Initially, Python used to have no bool type (people used 0 for false and non-zero value like 1 for true). Then they added True, False, and a bool type, but, for backwards compatibility, they couldn't make True and False constants- they just were built-in variables. Python 3 was backwards-incompatible, so it was now finally possible to fix that, and so this example wont't work with Python 3.x.

Evaluation time disperancy

array = [1, 8, 15]
g = (x for x in array if array.count(x) > 0)
array = [2, 8, 22]

Output:

>>> print(list(g))
[8]

Explainiation

  • In a generator expression, the in clause is evaluated at declaration time, but the conditional clause is evaluated at run time.
  • So before run time, array is re-assigned to the list [2, 8, 22], and since out of 1, 8 and 15, only the count of 8 is greater than 0, the generator only yields 8.

The GIL messes it up (Multithreading vs Mutliprogramming example)

Be careful with chained comparisons

>>> True is False == False
False
>>> False is False is False
True
>>> 1 > 0 < 1
True
>>> (1 > 0) < 1
False
>>> 1 > (0 < 1)
False

Explanation

As per https://docs.python.org/2/reference/expressions.html#not-in

Formally, if a, b, c, ..., y, z are expressions and op1, op2, ..., opN are comparison operators, then a op1 b op2 c ... y opN z is equivalent to a op1 b and b op2 c and ... y opN z, except that each expression is evaluated at most once.

  • False is False is False is equivalent to (False is False) and (False is False)
  • True is False == False is equivalent to True is False and False == False and since the first part of the statement (True is False) evaluates to False, the overall expression evaluates to False.
  • 1 > 0 < 1 is equivalent to 1 > 0 and 0 < 1 which evaluates to True.
  • The expression (1 > 0) < 1 is equivalent to True < 1 and
    >>> int(True)
    1
    >>> True + 1 #not relevant for this example, but just for fun
    2
    
    So, 1 < 1 evaluates to False

a += b doesn't behave the same way as a = a + b

a = [1, 2, 3, 4]
b = a
a = a + [5, 6, 7, 8]

Output:

>>> a
[1, 2, 3, 4, 5, 6, 7, 8]
>>> b
[1, 2, 3, 4]
a = [1, 2, 3, 4]
b = a
a += [5, 6, 7, 8]

Output:

>>> a
[1, 2, 3, 4, 5, 6, 7, 8]
>>> b
[1, 2, 3, 4, 5, 6, 7, 8]

Explanation

  • The expression a = a + [5,6,7,8] generates a new object and sets a's reference to that new object, leaving b unchanged.

  • The expression a + =[5,6,7,8] is actually mapped to an "extend" function that operates on the object such that a and b still point to the same object that has been modified in-place.

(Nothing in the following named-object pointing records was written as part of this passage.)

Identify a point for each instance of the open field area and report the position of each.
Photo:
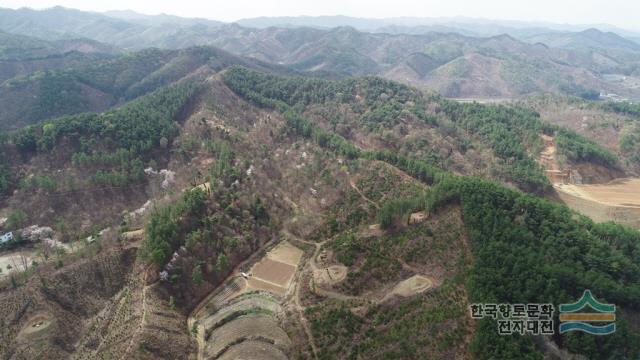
(618, 200)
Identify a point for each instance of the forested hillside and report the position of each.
(187, 202)
(525, 249)
(97, 84)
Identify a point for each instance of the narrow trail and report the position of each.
(144, 314)
(305, 322)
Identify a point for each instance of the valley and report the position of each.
(176, 188)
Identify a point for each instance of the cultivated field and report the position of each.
(618, 200)
(275, 271)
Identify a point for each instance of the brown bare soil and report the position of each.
(618, 200)
(412, 286)
(273, 271)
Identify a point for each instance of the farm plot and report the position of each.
(618, 200)
(274, 272)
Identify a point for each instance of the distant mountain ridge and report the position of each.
(455, 62)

Backslashes at the end of string

>>> print("\\ some string \\")
>>> print(r"\ some string")
>>> print(r"\ some string \")

    File "<stdin>", line 1
      print(r"\ some string \")
                             ^
SyntaxError: EOL while scanning string literal

Explaination

A raw string literal, where the backslash doesn't have the special meaning, as indicated by the prefix r. What it actually does, though, is simply change the behavior of backslashes so they pass themselves and the following character through. That's why backslashes don't work at the end of a raw string.

Editing a dictionary while iterating over it

x = {0: None}

for i in x:
    del x[i]
    x[i+1] = None
    print(i)

Output:

0
1
2
3
4
5
6
7

Yes, it runs for exactly 8 times and stops.

Explaination:

  • Iteration over a dictionary that you edit at the same time is not supported.
  • It runs 8 times because that's the point at which the dictionary resizes to hold more keys (we have 8 deletion entries so a resize is needed). This is actually an implementation detail.
  • Refer to this StackOverflow thread explaining a similar example.

is not ... is different from is (not ...)

>>> 'something' is not None
True
>>> 'something' is (not None)
False

Explaination

  • is not is a single binary operator, and has behavior different than using is and not separated.
  • is not evaluates to False if the variables on either side of the operator point to the same object and True otherwise.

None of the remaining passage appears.